With turmoil all around and COVID-19 on the rise again, beloved songsmith, Ben Kweller, sticks his guitar neck out to comment on a growing divide he sees in the US. “American Cigarettes” is a metaphoric tale of one person yearning to keep an old love alive while the other is ready to walk out the door.
“It doesn’t take long,” Kweller says, “Flipping through the TV or social media, to realize that this is us right now as a country – we’ve been brought to our knees by a dual pandemic. Innocent people are dying each day from a micro bug called COVID and being brutalized by a macro bug called RACISM. With so much at stake, how can it be that we seem to have zero things in common? Instead of focusing on solutions that heal, we shout at each other and claim bad faith. How do we survive when two of our country’s most basic promises – safety and equality – have become politicized into us versus them?”
Kweller sees a false binary forming in the culture. He encourages a third path forward at a time when different forces seem to push us into one camp or the other.
“On one side they say, ‘Preserve everything without change!’. On the other side they say, ‘Destroy everything and start over!’. I object to these choices and see a third path. Not because I’m an artist who dislikes being pigeonholed, but because I think our society has more depth and nuance than just two checkboxes of life and death, black and white, all or nothing. We need to stand up and call out health risks where they exist. We need to stand up and call out racism where it exists. Those are facts that ninety nine point nine percent of us can get behind. Now we just need to join together and do the work.”
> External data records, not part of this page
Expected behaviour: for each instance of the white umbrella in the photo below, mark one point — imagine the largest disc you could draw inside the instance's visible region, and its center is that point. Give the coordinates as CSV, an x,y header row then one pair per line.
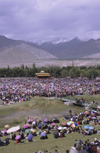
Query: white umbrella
x,y
13,129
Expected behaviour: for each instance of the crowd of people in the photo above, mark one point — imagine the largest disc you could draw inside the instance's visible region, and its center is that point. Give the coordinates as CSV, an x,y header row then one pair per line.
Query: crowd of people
x,y
21,89
80,123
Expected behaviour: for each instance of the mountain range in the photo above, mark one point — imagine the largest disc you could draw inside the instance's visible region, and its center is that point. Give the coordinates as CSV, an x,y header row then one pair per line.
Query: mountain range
x,y
20,51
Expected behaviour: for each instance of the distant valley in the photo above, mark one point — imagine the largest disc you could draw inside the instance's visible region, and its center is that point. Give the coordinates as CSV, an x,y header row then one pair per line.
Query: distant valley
x,y
17,52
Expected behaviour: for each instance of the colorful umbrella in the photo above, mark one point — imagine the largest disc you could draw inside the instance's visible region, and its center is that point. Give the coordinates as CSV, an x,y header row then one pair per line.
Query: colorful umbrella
x,y
29,121
7,126
91,128
18,137
27,131
69,123
25,126
53,123
30,136
33,130
43,134
13,129
86,127
46,120
64,123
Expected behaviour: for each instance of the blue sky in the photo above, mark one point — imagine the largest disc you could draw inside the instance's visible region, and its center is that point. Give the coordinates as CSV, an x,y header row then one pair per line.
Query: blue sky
x,y
35,20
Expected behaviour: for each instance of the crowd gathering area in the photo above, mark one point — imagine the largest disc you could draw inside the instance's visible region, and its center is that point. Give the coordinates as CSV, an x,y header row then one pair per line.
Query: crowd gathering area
x,y
86,123
18,90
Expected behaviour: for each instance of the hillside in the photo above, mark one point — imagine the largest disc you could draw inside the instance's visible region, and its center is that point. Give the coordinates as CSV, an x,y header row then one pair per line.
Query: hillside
x,y
17,52
74,49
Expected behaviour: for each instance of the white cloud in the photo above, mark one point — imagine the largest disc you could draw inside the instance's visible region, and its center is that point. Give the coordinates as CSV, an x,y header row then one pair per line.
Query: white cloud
x,y
44,19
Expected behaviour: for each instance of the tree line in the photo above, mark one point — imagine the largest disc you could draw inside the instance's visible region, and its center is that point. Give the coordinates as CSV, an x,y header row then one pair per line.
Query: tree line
x,y
55,71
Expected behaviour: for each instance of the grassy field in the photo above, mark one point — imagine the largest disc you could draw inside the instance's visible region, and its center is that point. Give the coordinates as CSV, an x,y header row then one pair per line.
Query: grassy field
x,y
39,107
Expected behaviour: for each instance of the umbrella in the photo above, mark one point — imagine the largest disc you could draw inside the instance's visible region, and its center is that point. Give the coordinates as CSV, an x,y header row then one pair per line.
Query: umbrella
x,y
94,118
55,120
25,126
18,137
86,127
46,120
33,130
28,125
87,132
29,121
69,123
13,129
60,128
30,136
73,125
27,131
91,127
53,123
43,134
39,126
6,126
55,132
3,131
64,123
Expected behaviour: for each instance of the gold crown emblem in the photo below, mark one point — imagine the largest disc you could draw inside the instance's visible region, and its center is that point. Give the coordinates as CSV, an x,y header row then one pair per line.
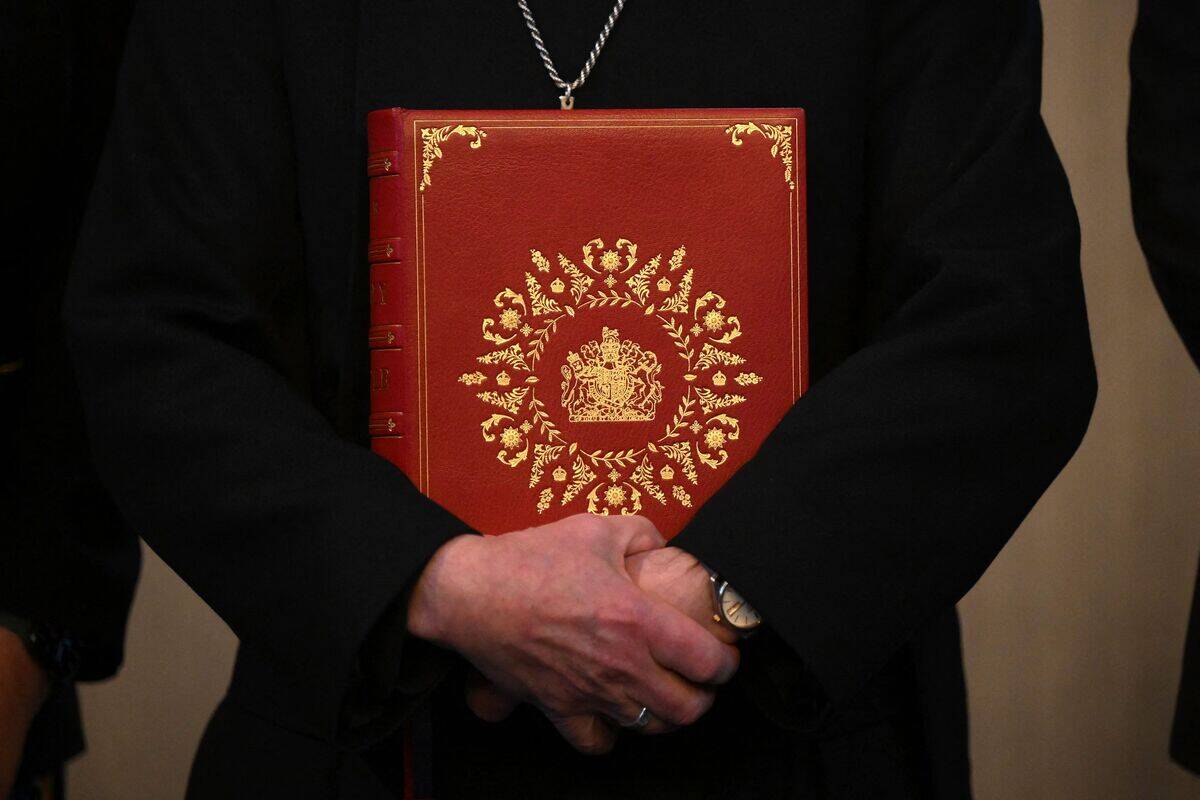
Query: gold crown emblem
x,y
611,380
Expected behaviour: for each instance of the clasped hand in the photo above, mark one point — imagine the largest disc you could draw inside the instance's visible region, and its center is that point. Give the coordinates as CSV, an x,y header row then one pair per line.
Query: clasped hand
x,y
588,618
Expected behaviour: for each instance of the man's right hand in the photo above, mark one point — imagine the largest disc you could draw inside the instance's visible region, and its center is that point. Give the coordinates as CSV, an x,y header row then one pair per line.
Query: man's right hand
x,y
550,617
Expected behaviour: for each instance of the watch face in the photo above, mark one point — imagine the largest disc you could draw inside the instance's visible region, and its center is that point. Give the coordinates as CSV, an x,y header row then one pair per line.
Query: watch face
x,y
739,613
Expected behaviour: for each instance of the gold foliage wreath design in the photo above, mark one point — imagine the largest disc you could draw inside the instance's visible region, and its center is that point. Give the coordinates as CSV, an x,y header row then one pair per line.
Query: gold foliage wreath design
x,y
702,427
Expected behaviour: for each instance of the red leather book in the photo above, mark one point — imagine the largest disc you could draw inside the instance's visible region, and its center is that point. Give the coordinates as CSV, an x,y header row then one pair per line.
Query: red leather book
x,y
581,311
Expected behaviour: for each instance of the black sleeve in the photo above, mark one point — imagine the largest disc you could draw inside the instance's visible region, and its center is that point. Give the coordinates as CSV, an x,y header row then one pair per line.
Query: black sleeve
x,y
66,558
186,320
1164,155
886,492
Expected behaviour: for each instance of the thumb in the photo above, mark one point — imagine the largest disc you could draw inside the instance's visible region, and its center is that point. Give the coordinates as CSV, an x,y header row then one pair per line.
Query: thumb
x,y
487,701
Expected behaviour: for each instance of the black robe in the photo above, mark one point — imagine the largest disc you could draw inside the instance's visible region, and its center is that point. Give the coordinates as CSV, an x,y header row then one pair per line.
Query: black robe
x,y
66,559
1164,178
219,314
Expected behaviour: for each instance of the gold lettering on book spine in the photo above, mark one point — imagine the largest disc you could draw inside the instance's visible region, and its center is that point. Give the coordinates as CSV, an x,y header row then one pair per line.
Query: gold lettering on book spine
x,y
432,140
780,137
610,379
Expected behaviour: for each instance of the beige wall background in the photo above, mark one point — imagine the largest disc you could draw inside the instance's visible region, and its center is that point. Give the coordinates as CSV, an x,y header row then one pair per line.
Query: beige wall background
x,y
1073,638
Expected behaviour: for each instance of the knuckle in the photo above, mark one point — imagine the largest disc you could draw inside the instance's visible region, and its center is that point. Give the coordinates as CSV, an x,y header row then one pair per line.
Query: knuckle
x,y
689,709
621,613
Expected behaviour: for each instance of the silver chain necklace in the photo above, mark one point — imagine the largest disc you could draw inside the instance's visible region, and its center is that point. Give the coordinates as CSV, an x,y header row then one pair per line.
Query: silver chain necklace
x,y
568,100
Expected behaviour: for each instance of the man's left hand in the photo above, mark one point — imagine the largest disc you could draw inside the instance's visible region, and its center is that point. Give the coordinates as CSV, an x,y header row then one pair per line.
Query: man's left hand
x,y
669,573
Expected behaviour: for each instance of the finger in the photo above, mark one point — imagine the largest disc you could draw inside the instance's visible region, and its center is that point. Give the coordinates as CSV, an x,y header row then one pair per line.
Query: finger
x,y
683,645
671,701
587,733
487,701
641,535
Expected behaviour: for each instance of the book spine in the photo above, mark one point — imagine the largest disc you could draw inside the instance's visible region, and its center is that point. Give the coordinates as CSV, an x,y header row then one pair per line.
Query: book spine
x,y
394,368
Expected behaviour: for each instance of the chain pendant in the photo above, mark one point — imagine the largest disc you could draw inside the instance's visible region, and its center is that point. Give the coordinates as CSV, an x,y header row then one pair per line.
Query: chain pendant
x,y
567,101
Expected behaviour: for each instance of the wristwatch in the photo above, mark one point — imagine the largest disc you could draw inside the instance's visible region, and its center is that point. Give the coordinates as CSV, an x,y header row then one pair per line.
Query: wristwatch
x,y
53,650
731,609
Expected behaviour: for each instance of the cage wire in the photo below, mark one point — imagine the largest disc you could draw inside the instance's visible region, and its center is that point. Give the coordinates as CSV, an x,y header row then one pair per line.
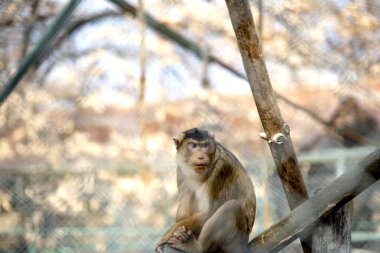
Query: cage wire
x,y
87,167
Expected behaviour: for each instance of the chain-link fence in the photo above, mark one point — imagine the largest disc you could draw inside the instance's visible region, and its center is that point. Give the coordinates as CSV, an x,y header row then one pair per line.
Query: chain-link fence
x,y
114,210
86,156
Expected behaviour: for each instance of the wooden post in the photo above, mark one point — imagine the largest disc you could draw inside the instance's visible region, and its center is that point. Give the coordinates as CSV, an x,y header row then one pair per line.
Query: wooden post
x,y
305,218
334,234
276,131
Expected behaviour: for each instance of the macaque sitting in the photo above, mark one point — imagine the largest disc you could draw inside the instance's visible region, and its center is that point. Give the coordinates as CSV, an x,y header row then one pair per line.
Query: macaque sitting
x,y
217,201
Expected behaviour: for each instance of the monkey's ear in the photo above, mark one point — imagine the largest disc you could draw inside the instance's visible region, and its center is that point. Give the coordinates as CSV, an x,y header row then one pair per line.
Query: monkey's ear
x,y
177,142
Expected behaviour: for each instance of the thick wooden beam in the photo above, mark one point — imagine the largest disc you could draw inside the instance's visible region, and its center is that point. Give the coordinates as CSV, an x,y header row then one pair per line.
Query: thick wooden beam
x,y
276,130
305,218
38,50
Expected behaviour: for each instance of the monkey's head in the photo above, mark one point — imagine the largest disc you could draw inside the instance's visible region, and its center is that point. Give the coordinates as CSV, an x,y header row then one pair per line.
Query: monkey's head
x,y
195,148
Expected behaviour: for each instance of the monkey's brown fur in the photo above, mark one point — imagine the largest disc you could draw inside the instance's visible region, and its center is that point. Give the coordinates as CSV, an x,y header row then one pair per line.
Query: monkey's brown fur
x,y
217,201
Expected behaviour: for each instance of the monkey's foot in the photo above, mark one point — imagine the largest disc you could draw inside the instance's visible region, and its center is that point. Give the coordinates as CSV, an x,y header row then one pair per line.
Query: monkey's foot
x,y
184,239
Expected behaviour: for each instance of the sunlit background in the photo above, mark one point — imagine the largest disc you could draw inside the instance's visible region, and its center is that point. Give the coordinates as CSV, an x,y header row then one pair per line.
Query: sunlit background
x,y
87,162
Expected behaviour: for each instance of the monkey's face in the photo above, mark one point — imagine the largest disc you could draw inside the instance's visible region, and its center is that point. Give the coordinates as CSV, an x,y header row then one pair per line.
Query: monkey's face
x,y
196,155
195,150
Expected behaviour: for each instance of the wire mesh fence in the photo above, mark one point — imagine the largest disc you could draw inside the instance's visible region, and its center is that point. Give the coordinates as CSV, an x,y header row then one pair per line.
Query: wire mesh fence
x,y
99,210
87,166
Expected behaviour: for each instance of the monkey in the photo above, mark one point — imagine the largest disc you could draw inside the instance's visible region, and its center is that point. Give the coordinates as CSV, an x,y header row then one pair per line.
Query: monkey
x,y
217,202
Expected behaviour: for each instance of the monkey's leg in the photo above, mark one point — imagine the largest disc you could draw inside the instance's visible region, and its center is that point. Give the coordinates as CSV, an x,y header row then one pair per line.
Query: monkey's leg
x,y
223,232
184,240
226,230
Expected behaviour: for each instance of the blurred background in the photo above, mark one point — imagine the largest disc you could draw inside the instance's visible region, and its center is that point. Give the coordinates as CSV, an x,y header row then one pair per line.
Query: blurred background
x,y
87,162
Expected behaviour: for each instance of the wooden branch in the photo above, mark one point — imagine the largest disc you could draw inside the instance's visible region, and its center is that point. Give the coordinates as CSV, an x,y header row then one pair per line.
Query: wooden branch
x,y
306,217
276,131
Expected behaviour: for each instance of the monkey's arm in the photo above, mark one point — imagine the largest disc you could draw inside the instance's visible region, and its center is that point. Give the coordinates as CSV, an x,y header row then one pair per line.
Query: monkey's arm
x,y
193,223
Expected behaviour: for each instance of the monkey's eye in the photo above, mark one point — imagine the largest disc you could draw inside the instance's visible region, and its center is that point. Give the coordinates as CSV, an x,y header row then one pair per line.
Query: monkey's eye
x,y
204,145
192,145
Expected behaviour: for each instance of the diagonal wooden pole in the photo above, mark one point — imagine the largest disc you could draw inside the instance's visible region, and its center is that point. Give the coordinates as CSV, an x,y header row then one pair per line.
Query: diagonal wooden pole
x,y
305,218
276,131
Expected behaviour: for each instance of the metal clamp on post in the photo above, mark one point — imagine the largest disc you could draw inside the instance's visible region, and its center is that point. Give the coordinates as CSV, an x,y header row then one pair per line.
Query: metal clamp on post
x,y
278,138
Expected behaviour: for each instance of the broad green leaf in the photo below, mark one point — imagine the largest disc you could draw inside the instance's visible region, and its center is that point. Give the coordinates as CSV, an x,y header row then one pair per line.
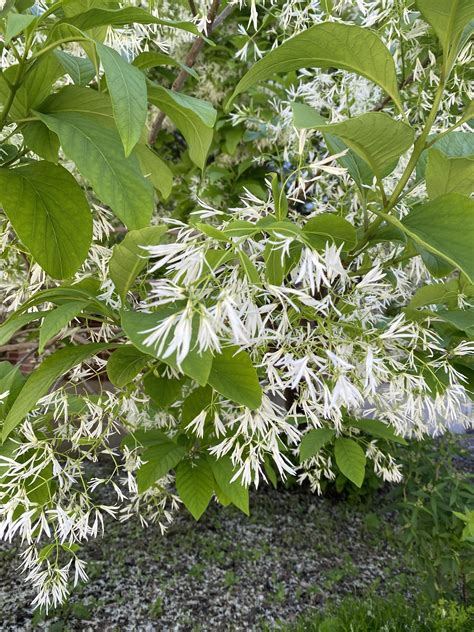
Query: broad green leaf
x,y
331,44
155,170
57,319
224,471
274,264
40,381
448,19
249,268
80,69
50,215
241,228
436,266
284,228
435,293
448,175
460,318
11,382
124,364
84,125
41,140
270,472
152,59
234,376
279,198
195,365
445,227
161,458
127,88
358,169
199,399
329,227
35,87
195,485
350,459
376,137
453,145
377,429
15,323
130,257
144,437
193,117
16,24
121,17
163,391
314,440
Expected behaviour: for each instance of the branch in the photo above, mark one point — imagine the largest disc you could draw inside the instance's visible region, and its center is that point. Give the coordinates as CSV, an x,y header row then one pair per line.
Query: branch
x,y
214,21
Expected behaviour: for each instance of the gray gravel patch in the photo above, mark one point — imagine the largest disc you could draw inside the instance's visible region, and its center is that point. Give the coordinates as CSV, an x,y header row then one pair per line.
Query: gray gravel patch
x,y
227,572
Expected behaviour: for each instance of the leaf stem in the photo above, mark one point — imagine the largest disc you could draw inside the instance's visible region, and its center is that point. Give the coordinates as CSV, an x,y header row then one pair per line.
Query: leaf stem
x,y
418,148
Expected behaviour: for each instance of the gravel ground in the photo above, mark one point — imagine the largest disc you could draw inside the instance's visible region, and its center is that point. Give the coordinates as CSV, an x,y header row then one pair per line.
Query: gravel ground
x,y
227,572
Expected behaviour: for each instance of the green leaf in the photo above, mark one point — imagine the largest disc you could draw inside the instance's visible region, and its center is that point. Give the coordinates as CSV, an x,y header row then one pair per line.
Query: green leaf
x,y
36,84
39,382
161,458
250,270
376,137
194,118
57,319
80,69
445,227
331,44
124,364
195,365
448,175
377,429
224,471
241,228
279,198
195,485
11,381
127,88
448,19
453,145
163,391
234,376
350,459
274,264
152,59
436,266
129,257
41,140
16,24
284,228
460,318
306,116
434,294
121,17
15,323
195,402
144,437
329,227
155,170
50,215
83,121
314,440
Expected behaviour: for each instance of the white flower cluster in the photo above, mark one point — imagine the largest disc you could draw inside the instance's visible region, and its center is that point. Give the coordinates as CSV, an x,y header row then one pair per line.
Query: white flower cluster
x,y
49,491
322,339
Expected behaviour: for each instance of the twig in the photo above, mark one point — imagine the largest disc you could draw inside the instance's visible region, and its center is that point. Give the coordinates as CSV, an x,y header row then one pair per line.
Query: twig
x,y
213,21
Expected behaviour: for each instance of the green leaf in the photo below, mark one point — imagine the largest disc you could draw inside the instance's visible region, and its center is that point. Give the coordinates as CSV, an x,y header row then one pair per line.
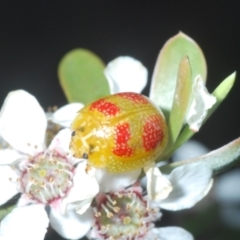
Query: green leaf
x,y
181,100
81,76
166,68
220,93
217,160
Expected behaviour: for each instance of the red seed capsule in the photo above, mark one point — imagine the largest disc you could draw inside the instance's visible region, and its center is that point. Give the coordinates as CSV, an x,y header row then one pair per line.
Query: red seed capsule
x,y
121,132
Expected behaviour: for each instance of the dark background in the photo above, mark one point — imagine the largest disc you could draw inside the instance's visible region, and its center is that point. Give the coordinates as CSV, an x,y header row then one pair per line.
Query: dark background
x,y
34,35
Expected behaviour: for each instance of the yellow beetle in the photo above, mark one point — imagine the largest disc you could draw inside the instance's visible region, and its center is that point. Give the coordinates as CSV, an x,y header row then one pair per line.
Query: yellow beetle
x,y
120,132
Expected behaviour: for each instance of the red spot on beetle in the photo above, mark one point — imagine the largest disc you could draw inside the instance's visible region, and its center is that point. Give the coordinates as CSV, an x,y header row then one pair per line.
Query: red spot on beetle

The chorus in “American Cigarettes” is as catchy as you’d expect from a BK track. The song’s protagonist says ‘I know that loving me is a slippery slope, but loving you is my only hope, hold on tight if you can, baby I know that you can.’ Kweller points out the symbiotic relationship between all people, and like many artists before him, he hopes that one day something will pull both sides together. Releasing this infectious roots-rock jam one day before our nation’s 244th birthday was intentional because the artist cites music as one of our last common threads.
“Coming together is the third path, and to me it’s the only path. The truth is, we’ve always needed each other but now we need each other MORE THAN EVER. Even with all of America’s imperfections, we still experience moments of commonality and sameness. Unfortunately, it seems like those moments are less and less. With the fourth of July coming up and so many of us in tears and feeling lost, I have to express myself the best way I know how, because I truly think that music might be one of the last connectors we have left.”